Entry to the Harivallabh Sangeet Sammelan, which is listed among the national music festivals by the central government, is free for all.

“In earlier times, no invitation cards used to be printed. Dec 26-29 used to be the dates fixed for the sammelan. The artists, the music lovers, the donors, everybody knew about these dates. These dates were published even in the ‘Panchang’ under the heading -Important Festivals of Northern India,” says the website.

Big names of the Hindustani classical music scene have been associated with the festival over the years.
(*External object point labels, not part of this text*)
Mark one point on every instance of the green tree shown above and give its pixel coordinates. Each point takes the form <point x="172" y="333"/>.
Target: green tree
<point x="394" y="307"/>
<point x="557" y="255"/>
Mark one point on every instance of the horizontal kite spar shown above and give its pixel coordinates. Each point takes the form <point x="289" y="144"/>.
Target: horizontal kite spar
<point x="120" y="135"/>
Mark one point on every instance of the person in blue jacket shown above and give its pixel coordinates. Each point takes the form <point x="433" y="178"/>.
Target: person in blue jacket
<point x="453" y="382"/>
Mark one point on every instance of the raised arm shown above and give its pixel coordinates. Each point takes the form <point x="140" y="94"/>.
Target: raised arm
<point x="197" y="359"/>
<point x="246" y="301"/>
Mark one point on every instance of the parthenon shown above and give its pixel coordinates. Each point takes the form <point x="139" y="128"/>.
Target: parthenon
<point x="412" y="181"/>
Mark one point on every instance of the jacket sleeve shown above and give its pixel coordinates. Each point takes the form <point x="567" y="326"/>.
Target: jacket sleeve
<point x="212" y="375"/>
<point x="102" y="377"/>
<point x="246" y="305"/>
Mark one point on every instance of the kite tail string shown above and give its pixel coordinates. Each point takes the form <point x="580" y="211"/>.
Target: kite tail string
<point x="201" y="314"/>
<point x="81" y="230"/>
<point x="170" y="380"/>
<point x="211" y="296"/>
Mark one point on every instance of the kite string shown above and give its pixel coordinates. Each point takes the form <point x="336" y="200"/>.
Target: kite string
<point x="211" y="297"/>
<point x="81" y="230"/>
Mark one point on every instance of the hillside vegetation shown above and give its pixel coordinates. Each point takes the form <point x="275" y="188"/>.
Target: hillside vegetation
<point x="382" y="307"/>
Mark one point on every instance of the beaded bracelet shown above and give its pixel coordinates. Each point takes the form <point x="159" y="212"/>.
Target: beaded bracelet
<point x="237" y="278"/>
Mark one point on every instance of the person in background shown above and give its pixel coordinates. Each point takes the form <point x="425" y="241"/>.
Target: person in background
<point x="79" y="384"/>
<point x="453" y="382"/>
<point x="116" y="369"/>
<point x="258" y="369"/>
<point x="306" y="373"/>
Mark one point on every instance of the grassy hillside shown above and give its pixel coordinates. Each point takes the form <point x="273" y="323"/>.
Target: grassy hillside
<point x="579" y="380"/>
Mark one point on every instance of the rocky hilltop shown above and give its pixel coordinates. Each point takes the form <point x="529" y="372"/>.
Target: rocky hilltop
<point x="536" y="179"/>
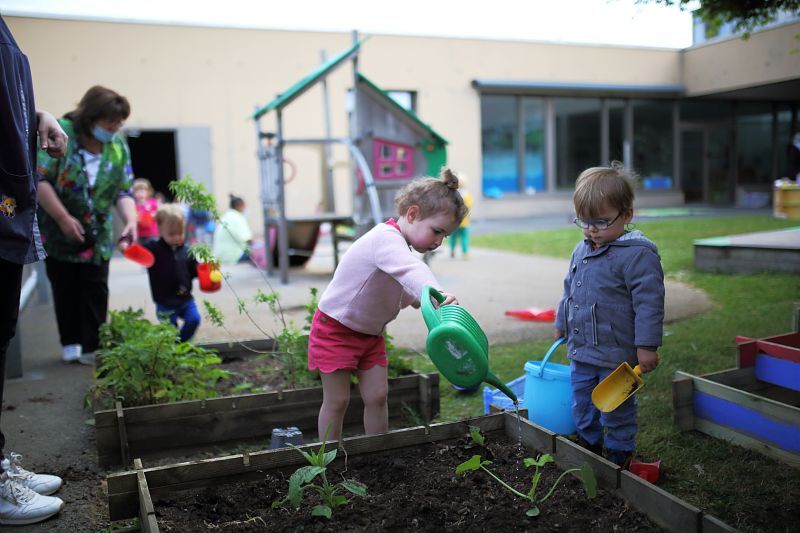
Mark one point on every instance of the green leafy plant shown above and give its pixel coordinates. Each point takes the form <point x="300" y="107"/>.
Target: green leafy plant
<point x="476" y="436"/>
<point x="331" y="494"/>
<point x="145" y="363"/>
<point x="476" y="462"/>
<point x="291" y="342"/>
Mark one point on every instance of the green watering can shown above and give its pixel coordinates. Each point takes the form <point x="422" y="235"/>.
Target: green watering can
<point x="457" y="345"/>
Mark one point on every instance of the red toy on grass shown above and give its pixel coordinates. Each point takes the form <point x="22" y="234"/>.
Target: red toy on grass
<point x="534" y="313"/>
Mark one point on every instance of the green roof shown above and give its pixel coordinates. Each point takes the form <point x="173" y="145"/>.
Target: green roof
<point x="377" y="91"/>
<point x="307" y="82"/>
Some include Hari Prasad Chaurasia (flute), Bhimsen Joshi (vocalist), Pandit Jasraj (vocalist), Ustad Bade Ghulam Ali Khan (vocalist), Vishwa Mohan Bhatt (mohan veena), Ustad Allah Rakha Khan and Ustad Zakir Hussain (both tabla), Ustad Sultan Khan (israj), Gangu Bai Hangal (vocalist), Pandit Ravi Shankar (sitar) and many more.

“Prominent artists of Hindustani classical music from India and Pakistan have come and performed at the Harivallabh Sangeet Sammelan at one time or the other during the last 136 years,” Beri said.

Till 1929, only vocal artists attended the sammelan. ” ‘Vichitra veena’ was introduced on the Harivallabh stage by Mian Abdul Aziz of the Patiala Gharana, sitar by Ravi Shankar, sarod by Amjad Ali Khan and the flute by Shri Panna Lal Ghosh,” the website says.

Every year, the sammelan gets 15-20 prominent artists, including vocalists and instrumentalists, to perform over three days.

“Earlier the performances used to carry on till early morning. But now, we try to end by 2 a.m.,” Beri said.

For this year, young sarod masters Ayaan and Amaan Ali Khan, the sons of famous Sarod player Amjad Ali Khan, will be performing a ‘jugalbandi’ Dec 23.

A unique jugalbandi or fusion this time will be between a sitar and the cello by Subhendra and Saskia Rao.

Pakistani Dhrupad singers Labrez Afzal Khan and Hafiz Ali Khan, whose ancestors used to perform with the Sikh gurus, will also be coming to perform this year.